Reputation: 175
When doing a sentiment analysis in R using dplyr
that has been described in this post, it appears that some of my rows go missing. I've provided a set of 6 Dutch sentences. As can be seen, row 3
and 6
do not appear in the new df
that includes the sentiment analysis.
I tried to change the "drop"
to "keep"
, "drop"
and "NULL"
. I also tried to hashtag certain parts after the df %>%
solution, but both without result.
Is someone able to explain this behavior to me? And how can I fix it?
library(tidyverse)
library(xml2)
library(tidytext)
#Example data set
text = c("Slechte bediening, van begin tot eind",
"Het eten was heerlijk en de bediening was fantastisch",
"Geweldige service en beleefde bediening",
"Verschrikkelijk. Ik had een vlieg in mijn soep",
"Het was oké. De bediening kon wat beter, maar het eten was wel lekker. Leuk sfeertje wel!",
"Ondanks dat het druk was toch op tijd ons eten gekregen. Complimenten aan de kok voor het op smaak brengen van mijn biefstuk")
identifier <- c("3", "4", "6", "7", "1", "5")
df <- data.frame(identifier, text)
#Sentiment analysis Dutch
sentiment_nl <- read_xml(
"https://raw.githubusercontent.com/clips/pattern/master/pattern/text/nl/nl-sentiment.xml"
) %>%
as_list() %>%
.[[1]] %>%
map_df(function(x) {
tibble::enframe(attributes(x))
}) %>%
mutate(id = cumsum(str_detect("form", name))) %>%
unnest(value) %>%
pivot_wider(id_cols = id) %>%
mutate(polarity = as.numeric(polarity),
subjectivity = as.numeric(subjectivity),
intensity = as.numeric(intensity),
confidence = as.numeric(confidence))
df <- df %>%
mutate(identifier = identifier) %>%
unnest_tokens(output = word, input = text, drop = FALSE) %>%
inner_join(sentiment_nl, by = c("word" = "form")) %>%
group_by(identifier) %>%
summarise(text = head(text, 1),
polarity = mean(polarity),
subjectivity = mean(subjectivity),
.groups = "drop")
Upvotes: 0
Views: 194
Reputation: 12420
As pointed out in @Bas comment, some word forms are missing from the dictionary.

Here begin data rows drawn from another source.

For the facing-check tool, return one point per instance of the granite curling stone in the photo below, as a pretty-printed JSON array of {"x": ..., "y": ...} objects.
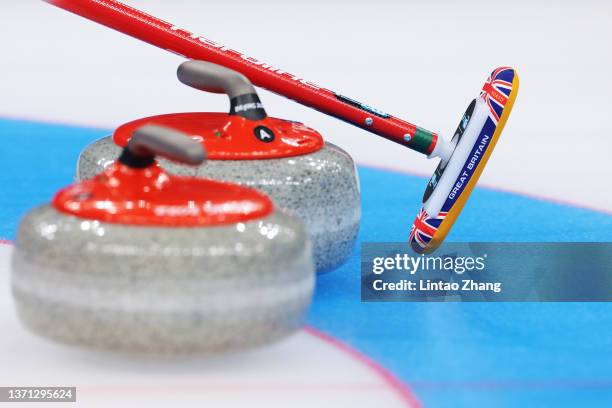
[
  {"x": 287, "y": 160},
  {"x": 138, "y": 260}
]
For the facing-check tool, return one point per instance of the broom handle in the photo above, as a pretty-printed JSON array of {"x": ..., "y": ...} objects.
[{"x": 164, "y": 35}]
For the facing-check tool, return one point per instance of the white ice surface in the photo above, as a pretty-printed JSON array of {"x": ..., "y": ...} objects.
[
  {"x": 302, "y": 371},
  {"x": 416, "y": 60}
]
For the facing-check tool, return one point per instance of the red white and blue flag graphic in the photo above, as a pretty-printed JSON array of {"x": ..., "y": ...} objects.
[
  {"x": 496, "y": 91},
  {"x": 424, "y": 228}
]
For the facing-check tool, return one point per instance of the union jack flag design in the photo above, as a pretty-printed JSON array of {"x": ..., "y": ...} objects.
[
  {"x": 424, "y": 228},
  {"x": 496, "y": 91}
]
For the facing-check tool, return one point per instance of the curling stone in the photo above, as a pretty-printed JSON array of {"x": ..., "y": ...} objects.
[
  {"x": 139, "y": 260},
  {"x": 290, "y": 162}
]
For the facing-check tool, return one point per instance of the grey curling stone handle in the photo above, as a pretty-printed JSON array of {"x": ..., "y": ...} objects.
[
  {"x": 210, "y": 77},
  {"x": 150, "y": 141}
]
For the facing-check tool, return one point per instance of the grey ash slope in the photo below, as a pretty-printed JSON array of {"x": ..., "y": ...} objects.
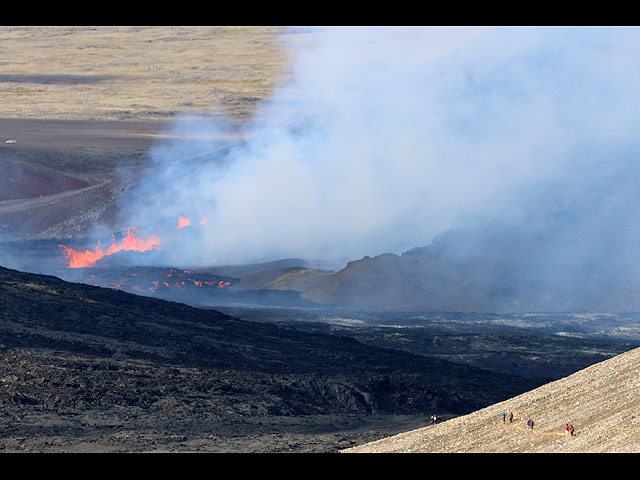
[{"x": 601, "y": 401}]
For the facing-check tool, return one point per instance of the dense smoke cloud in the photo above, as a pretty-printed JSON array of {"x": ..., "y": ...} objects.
[{"x": 386, "y": 137}]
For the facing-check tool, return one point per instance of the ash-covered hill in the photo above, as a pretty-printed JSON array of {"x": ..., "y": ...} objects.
[
  {"x": 79, "y": 359},
  {"x": 601, "y": 403}
]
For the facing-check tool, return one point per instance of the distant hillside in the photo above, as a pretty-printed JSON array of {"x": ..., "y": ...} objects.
[
  {"x": 496, "y": 268},
  {"x": 601, "y": 402}
]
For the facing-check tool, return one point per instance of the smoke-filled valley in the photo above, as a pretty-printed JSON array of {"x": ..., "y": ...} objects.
[{"x": 315, "y": 224}]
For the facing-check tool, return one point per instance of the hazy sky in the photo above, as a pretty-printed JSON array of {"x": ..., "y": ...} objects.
[{"x": 388, "y": 137}]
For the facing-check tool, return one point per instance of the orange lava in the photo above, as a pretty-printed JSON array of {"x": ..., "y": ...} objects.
[{"x": 131, "y": 242}]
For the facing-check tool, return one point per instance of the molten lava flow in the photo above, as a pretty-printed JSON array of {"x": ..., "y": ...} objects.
[{"x": 131, "y": 242}]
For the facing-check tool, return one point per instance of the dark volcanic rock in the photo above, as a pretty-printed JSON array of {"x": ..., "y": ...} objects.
[{"x": 74, "y": 349}]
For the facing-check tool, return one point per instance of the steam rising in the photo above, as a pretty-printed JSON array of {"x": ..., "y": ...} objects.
[{"x": 388, "y": 137}]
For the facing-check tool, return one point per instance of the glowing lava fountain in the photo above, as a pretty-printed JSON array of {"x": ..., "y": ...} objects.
[{"x": 130, "y": 242}]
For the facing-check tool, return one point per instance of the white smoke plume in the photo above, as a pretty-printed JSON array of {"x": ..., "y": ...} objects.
[{"x": 387, "y": 137}]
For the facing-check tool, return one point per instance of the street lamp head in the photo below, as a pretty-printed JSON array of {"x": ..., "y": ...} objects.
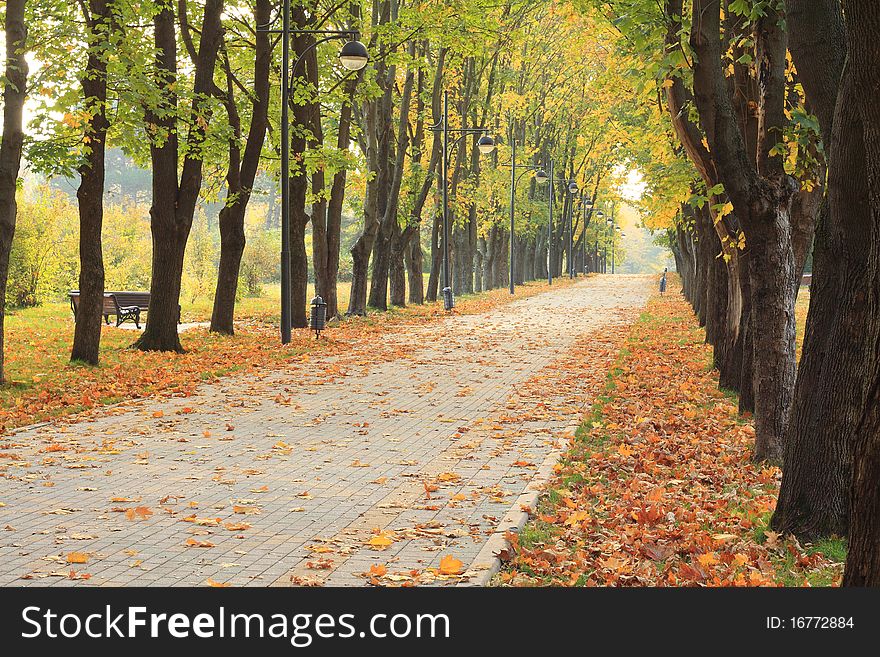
[
  {"x": 354, "y": 55},
  {"x": 486, "y": 144}
]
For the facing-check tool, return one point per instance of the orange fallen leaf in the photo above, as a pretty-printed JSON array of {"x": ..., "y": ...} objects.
[
  {"x": 449, "y": 565},
  {"x": 237, "y": 526}
]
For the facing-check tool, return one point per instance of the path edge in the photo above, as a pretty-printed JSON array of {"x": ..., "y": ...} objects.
[{"x": 487, "y": 563}]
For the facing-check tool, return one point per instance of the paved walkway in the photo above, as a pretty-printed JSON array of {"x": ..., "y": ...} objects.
[{"x": 393, "y": 459}]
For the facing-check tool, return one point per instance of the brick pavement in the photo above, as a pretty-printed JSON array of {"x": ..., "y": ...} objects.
[{"x": 313, "y": 474}]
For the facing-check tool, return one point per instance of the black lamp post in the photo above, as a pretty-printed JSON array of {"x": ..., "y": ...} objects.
[
  {"x": 572, "y": 191},
  {"x": 354, "y": 57},
  {"x": 485, "y": 145},
  {"x": 586, "y": 206},
  {"x": 540, "y": 177}
]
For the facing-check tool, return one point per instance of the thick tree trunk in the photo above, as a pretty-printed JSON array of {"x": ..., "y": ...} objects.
[
  {"x": 761, "y": 194},
  {"x": 814, "y": 498},
  {"x": 379, "y": 137},
  {"x": 774, "y": 291},
  {"x": 397, "y": 269},
  {"x": 436, "y": 259},
  {"x": 232, "y": 245},
  {"x": 863, "y": 558},
  {"x": 744, "y": 349},
  {"x": 240, "y": 176},
  {"x": 90, "y": 195},
  {"x": 14, "y": 90},
  {"x": 414, "y": 264},
  {"x": 174, "y": 201}
]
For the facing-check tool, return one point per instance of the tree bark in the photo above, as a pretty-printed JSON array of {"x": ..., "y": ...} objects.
[
  {"x": 102, "y": 29},
  {"x": 174, "y": 200},
  {"x": 14, "y": 92},
  {"x": 240, "y": 175},
  {"x": 414, "y": 264},
  {"x": 814, "y": 494},
  {"x": 389, "y": 227},
  {"x": 761, "y": 195},
  {"x": 863, "y": 557}
]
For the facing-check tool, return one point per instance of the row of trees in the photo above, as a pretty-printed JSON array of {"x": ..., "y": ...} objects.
[
  {"x": 186, "y": 89},
  {"x": 773, "y": 123}
]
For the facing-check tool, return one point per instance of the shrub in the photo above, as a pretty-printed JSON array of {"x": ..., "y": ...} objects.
[{"x": 43, "y": 263}]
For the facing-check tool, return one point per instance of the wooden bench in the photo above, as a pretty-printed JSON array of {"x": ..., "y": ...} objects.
[{"x": 125, "y": 306}]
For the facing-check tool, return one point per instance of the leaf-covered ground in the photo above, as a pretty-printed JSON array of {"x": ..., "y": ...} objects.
[
  {"x": 42, "y": 383},
  {"x": 657, "y": 488}
]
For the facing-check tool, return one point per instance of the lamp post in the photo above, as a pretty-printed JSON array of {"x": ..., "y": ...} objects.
[
  {"x": 572, "y": 191},
  {"x": 550, "y": 228},
  {"x": 485, "y": 145},
  {"x": 354, "y": 57},
  {"x": 540, "y": 177},
  {"x": 612, "y": 228}
]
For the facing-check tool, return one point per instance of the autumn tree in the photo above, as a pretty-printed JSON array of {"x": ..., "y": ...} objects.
[
  {"x": 103, "y": 25},
  {"x": 242, "y": 163},
  {"x": 175, "y": 191},
  {"x": 15, "y": 77}
]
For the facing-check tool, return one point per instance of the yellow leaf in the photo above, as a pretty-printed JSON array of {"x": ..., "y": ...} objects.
[
  {"x": 449, "y": 565},
  {"x": 77, "y": 557},
  {"x": 380, "y": 541}
]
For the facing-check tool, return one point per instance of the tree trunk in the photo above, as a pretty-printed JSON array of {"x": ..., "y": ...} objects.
[
  {"x": 90, "y": 195},
  {"x": 14, "y": 90},
  {"x": 436, "y": 258},
  {"x": 414, "y": 264},
  {"x": 744, "y": 349},
  {"x": 174, "y": 200},
  {"x": 774, "y": 289},
  {"x": 397, "y": 270},
  {"x": 761, "y": 193},
  {"x": 379, "y": 136},
  {"x": 863, "y": 558},
  {"x": 814, "y": 497}
]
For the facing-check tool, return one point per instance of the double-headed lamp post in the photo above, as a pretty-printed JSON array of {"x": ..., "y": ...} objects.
[
  {"x": 540, "y": 177},
  {"x": 572, "y": 192},
  {"x": 571, "y": 188},
  {"x": 485, "y": 145},
  {"x": 353, "y": 56},
  {"x": 587, "y": 206}
]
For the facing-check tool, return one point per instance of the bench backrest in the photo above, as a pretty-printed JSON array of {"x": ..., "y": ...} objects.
[
  {"x": 108, "y": 308},
  {"x": 112, "y": 299},
  {"x": 140, "y": 299}
]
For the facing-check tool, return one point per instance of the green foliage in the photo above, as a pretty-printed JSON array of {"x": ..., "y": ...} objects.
[
  {"x": 259, "y": 262},
  {"x": 200, "y": 261},
  {"x": 43, "y": 262},
  {"x": 127, "y": 247}
]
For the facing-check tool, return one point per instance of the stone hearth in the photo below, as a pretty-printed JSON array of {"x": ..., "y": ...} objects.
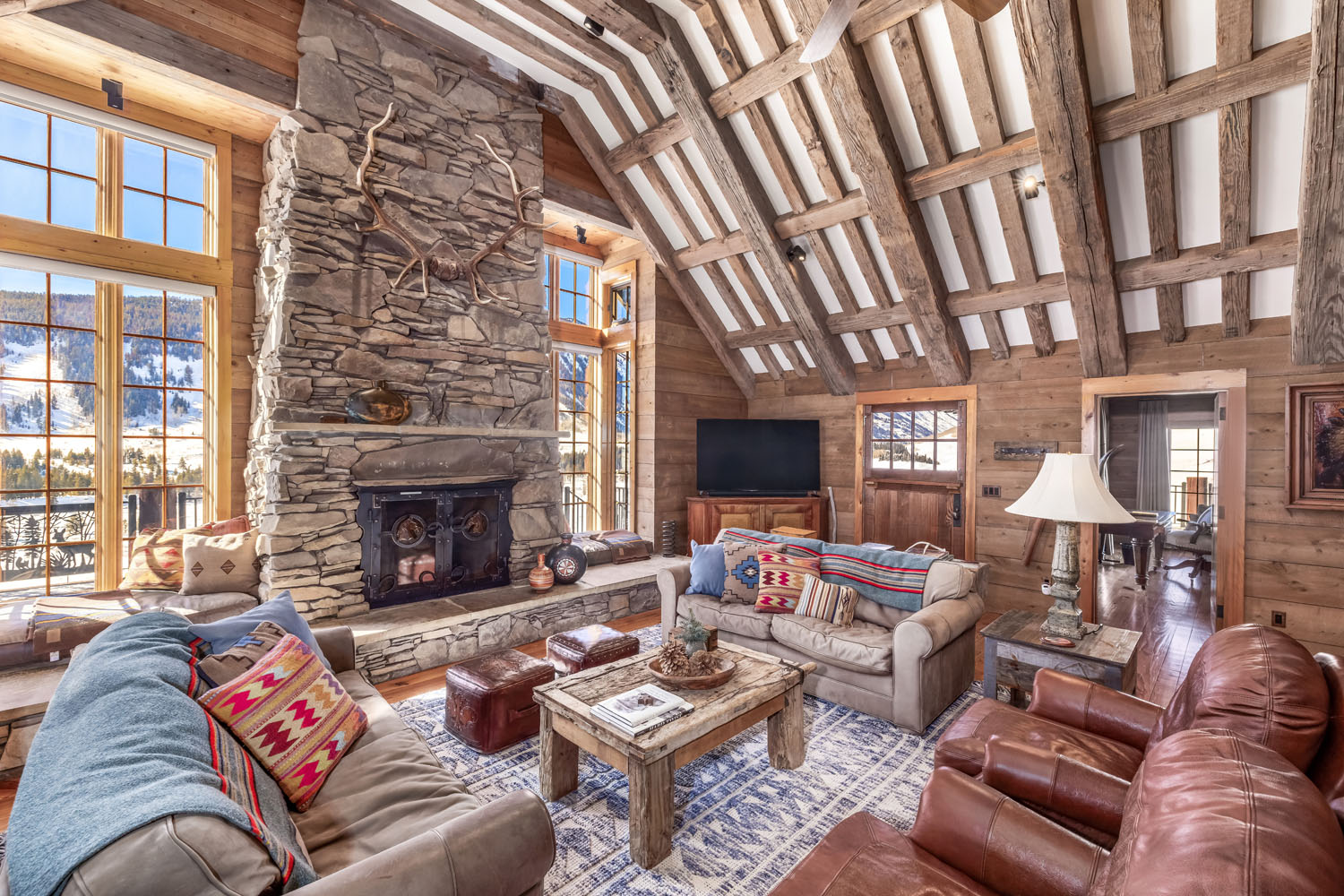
[{"x": 331, "y": 323}]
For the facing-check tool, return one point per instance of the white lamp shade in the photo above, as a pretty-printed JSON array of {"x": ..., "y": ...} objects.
[{"x": 1069, "y": 489}]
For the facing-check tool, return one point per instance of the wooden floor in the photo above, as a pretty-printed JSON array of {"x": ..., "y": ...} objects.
[
  {"x": 1174, "y": 613},
  {"x": 1174, "y": 616}
]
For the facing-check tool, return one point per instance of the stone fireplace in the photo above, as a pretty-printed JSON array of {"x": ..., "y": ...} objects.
[
  {"x": 331, "y": 323},
  {"x": 433, "y": 541}
]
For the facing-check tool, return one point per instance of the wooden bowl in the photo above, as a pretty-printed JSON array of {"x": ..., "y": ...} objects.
[{"x": 695, "y": 683}]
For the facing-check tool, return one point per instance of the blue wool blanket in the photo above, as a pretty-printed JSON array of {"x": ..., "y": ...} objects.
[{"x": 125, "y": 743}]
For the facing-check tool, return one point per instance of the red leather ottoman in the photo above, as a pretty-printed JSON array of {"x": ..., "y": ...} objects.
[
  {"x": 589, "y": 646},
  {"x": 489, "y": 705}
]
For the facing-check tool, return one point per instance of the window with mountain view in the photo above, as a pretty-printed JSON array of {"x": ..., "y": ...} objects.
[{"x": 102, "y": 365}]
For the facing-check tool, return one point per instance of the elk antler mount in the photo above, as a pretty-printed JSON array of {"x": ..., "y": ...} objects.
[{"x": 446, "y": 268}]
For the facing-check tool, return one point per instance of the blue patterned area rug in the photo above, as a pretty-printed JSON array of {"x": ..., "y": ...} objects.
[{"x": 739, "y": 825}]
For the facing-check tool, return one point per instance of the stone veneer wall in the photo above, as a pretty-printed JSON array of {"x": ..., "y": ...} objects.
[
  {"x": 403, "y": 654},
  {"x": 331, "y": 323}
]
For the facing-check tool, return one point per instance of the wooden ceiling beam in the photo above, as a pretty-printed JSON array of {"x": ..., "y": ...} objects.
[
  {"x": 656, "y": 242},
  {"x": 1050, "y": 42},
  {"x": 760, "y": 81},
  {"x": 969, "y": 47},
  {"x": 633, "y": 22},
  {"x": 728, "y": 53},
  {"x": 849, "y": 91},
  {"x": 1234, "y": 161},
  {"x": 1317, "y": 335},
  {"x": 112, "y": 32},
  {"x": 1148, "y": 48},
  {"x": 875, "y": 16},
  {"x": 675, "y": 65},
  {"x": 647, "y": 144},
  {"x": 933, "y": 134},
  {"x": 1271, "y": 69}
]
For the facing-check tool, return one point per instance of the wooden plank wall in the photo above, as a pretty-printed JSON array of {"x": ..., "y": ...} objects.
[
  {"x": 679, "y": 379},
  {"x": 1295, "y": 559},
  {"x": 246, "y": 211},
  {"x": 564, "y": 160}
]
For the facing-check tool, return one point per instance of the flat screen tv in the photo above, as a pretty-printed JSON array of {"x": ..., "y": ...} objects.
[{"x": 758, "y": 457}]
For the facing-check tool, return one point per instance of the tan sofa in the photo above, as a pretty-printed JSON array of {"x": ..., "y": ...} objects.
[
  {"x": 390, "y": 821},
  {"x": 895, "y": 664}
]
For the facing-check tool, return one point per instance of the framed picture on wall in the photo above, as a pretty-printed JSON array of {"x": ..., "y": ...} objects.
[{"x": 1314, "y": 460}]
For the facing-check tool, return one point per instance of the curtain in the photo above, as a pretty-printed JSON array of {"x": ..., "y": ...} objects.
[{"x": 1153, "y": 455}]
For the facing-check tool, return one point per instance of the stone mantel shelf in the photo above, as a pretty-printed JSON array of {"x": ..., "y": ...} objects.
[{"x": 376, "y": 429}]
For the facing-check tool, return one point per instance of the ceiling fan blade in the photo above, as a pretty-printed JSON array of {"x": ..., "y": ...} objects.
[
  {"x": 828, "y": 31},
  {"x": 981, "y": 10}
]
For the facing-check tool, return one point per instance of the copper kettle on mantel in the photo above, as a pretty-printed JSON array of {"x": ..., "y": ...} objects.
[{"x": 378, "y": 405}]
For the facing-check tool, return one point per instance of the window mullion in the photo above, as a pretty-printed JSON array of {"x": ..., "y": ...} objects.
[{"x": 108, "y": 437}]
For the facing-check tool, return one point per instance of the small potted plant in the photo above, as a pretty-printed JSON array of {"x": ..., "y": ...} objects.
[{"x": 694, "y": 635}]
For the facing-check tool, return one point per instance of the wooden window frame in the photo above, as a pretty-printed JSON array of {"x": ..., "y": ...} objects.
[
  {"x": 609, "y": 340},
  {"x": 914, "y": 476},
  {"x": 107, "y": 249}
]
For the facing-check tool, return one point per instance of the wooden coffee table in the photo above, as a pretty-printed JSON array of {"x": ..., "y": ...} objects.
[{"x": 763, "y": 688}]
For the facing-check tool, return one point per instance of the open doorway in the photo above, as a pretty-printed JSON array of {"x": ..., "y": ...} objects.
[{"x": 1172, "y": 452}]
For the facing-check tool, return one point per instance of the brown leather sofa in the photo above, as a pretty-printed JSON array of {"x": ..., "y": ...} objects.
[
  {"x": 1209, "y": 813},
  {"x": 1252, "y": 680},
  {"x": 390, "y": 821}
]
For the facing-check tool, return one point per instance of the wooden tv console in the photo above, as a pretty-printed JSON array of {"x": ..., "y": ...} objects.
[{"x": 706, "y": 516}]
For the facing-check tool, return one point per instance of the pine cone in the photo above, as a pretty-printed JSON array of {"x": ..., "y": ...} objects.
[
  {"x": 703, "y": 664},
  {"x": 674, "y": 659}
]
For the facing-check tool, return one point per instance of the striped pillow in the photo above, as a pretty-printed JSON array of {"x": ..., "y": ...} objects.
[
  {"x": 828, "y": 602},
  {"x": 781, "y": 581},
  {"x": 292, "y": 713}
]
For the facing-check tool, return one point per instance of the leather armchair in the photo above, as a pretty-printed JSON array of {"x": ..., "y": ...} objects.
[
  {"x": 1254, "y": 681},
  {"x": 1210, "y": 813}
]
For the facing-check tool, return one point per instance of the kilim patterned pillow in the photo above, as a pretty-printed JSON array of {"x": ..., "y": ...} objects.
[
  {"x": 830, "y": 602},
  {"x": 220, "y": 668},
  {"x": 214, "y": 563},
  {"x": 156, "y": 559},
  {"x": 739, "y": 583},
  {"x": 292, "y": 715},
  {"x": 781, "y": 581}
]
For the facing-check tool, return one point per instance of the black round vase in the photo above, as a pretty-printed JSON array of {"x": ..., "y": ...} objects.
[{"x": 567, "y": 560}]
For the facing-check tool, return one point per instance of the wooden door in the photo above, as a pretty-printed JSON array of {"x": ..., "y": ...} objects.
[{"x": 914, "y": 474}]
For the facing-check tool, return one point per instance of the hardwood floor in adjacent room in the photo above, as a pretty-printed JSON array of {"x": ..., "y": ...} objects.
[{"x": 1175, "y": 614}]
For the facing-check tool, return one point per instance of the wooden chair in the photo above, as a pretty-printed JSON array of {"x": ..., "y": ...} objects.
[{"x": 1198, "y": 538}]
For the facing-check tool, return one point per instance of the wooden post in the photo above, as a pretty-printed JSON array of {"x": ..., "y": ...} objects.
[
  {"x": 1319, "y": 290},
  {"x": 559, "y": 764},
  {"x": 785, "y": 735},
  {"x": 1051, "y": 45},
  {"x": 650, "y": 810}
]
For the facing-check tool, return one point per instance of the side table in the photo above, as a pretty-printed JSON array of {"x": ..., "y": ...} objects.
[{"x": 1013, "y": 653}]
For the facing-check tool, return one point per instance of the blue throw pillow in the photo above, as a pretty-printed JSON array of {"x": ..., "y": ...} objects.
[
  {"x": 707, "y": 570},
  {"x": 226, "y": 633}
]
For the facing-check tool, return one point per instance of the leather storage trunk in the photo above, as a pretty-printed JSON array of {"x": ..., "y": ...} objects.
[
  {"x": 590, "y": 646},
  {"x": 489, "y": 705}
]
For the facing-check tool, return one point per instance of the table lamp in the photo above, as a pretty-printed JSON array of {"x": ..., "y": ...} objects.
[{"x": 1067, "y": 490}]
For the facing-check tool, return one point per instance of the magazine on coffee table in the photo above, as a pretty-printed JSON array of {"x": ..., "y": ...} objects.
[{"x": 642, "y": 710}]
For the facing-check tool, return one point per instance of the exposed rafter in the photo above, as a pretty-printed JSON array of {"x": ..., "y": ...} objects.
[
  {"x": 1319, "y": 288},
  {"x": 1050, "y": 42},
  {"x": 674, "y": 62},
  {"x": 1234, "y": 161},
  {"x": 868, "y": 142},
  {"x": 1148, "y": 48},
  {"x": 658, "y": 245},
  {"x": 973, "y": 65}
]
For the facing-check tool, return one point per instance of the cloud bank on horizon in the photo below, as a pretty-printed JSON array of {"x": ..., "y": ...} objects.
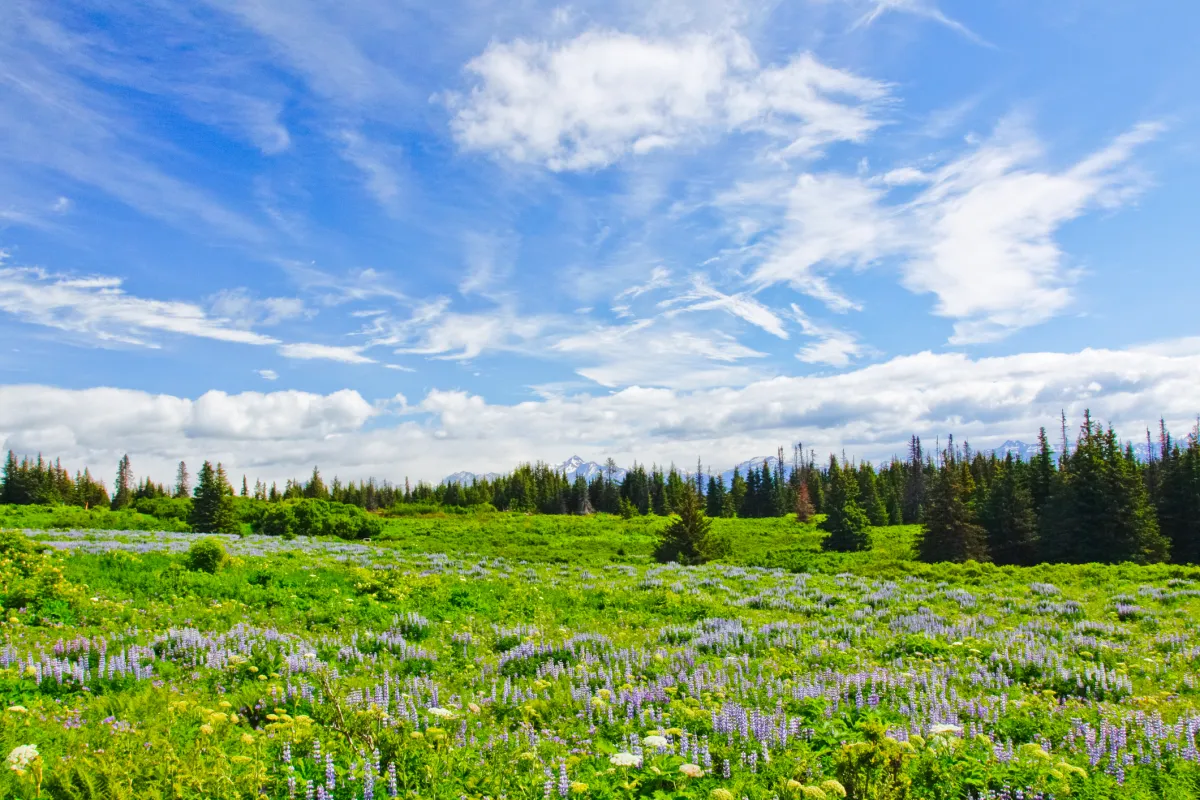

You can solve this by getting a better dictionary, stemming or lemmatization.
Ideally, you would use a lemmatizer, which is superior to stemming. However, I think in the example you've given a stemmer is working fine. So you can use this to construct the dictionary:
library(tidyverse)
library(xml2)
library(tidytext)
library(textstem)
sentiment_nl <- read_xml(
"https://raw.githubusercontent.com/clips/pattern/master/pattern/text/nl/nl-sentiment.xml"
) %>%
as_list() %>%
.[[1]] %>%
map_df(function(x) {
tibble::enframe(attributes(x))
}) %>%
mutate(id = cumsum(str_detect("form", name))) %>%
unnest(value) %>%
pivot_wider(id_cols = id) %>%
mutate(form = tolower(form),
stem = textstem::stem_words(form), # this is the new line
polarity = as.numeric(polarity),
subjectivity = as.numeric(subjectivity),
intensity = as.numeric(intensity),
confidence = as.numeric(confidence))
And then also stem the words in the text before matching on the stems:
df %>%
unnest_tokens(output = word, input = text, drop = FALSE) %>%
mutate(stem = textstem::stem_words(word)) %>%
inner_join(sentiment_nl, by = "stem") %>%
group_by(identifier) %>%
summarise(text = head(text, 1),
polarity = mean(polarity),
subjectivity = mean(subjectivity),
.groups = "drop")
#> # A tibble: 6 x 4
#> identifier text polarity subjectivity
#> <chr> <chr> <dbl> <dbl>
#> 1 1 Het was oké. De bediening kon wat beter, maa… 0.6 0.98
#> 2 3 Slechte bediening, van begin tot eind -0.7 0.9
#> 3 4 Het eten was heerlijk en de bediening was fa… 0.56 0.72
#> 4 5 Ondanks dat het druk was toch op tijd ons et… -0.233 0.767
#> 5 6 Geweldige service en beleefde bediening 0.7 0.95
#> 6 7 Verschrikkelijk. Ik had een vlieg in mijn so… -0.3 0.733
Upvotes: 1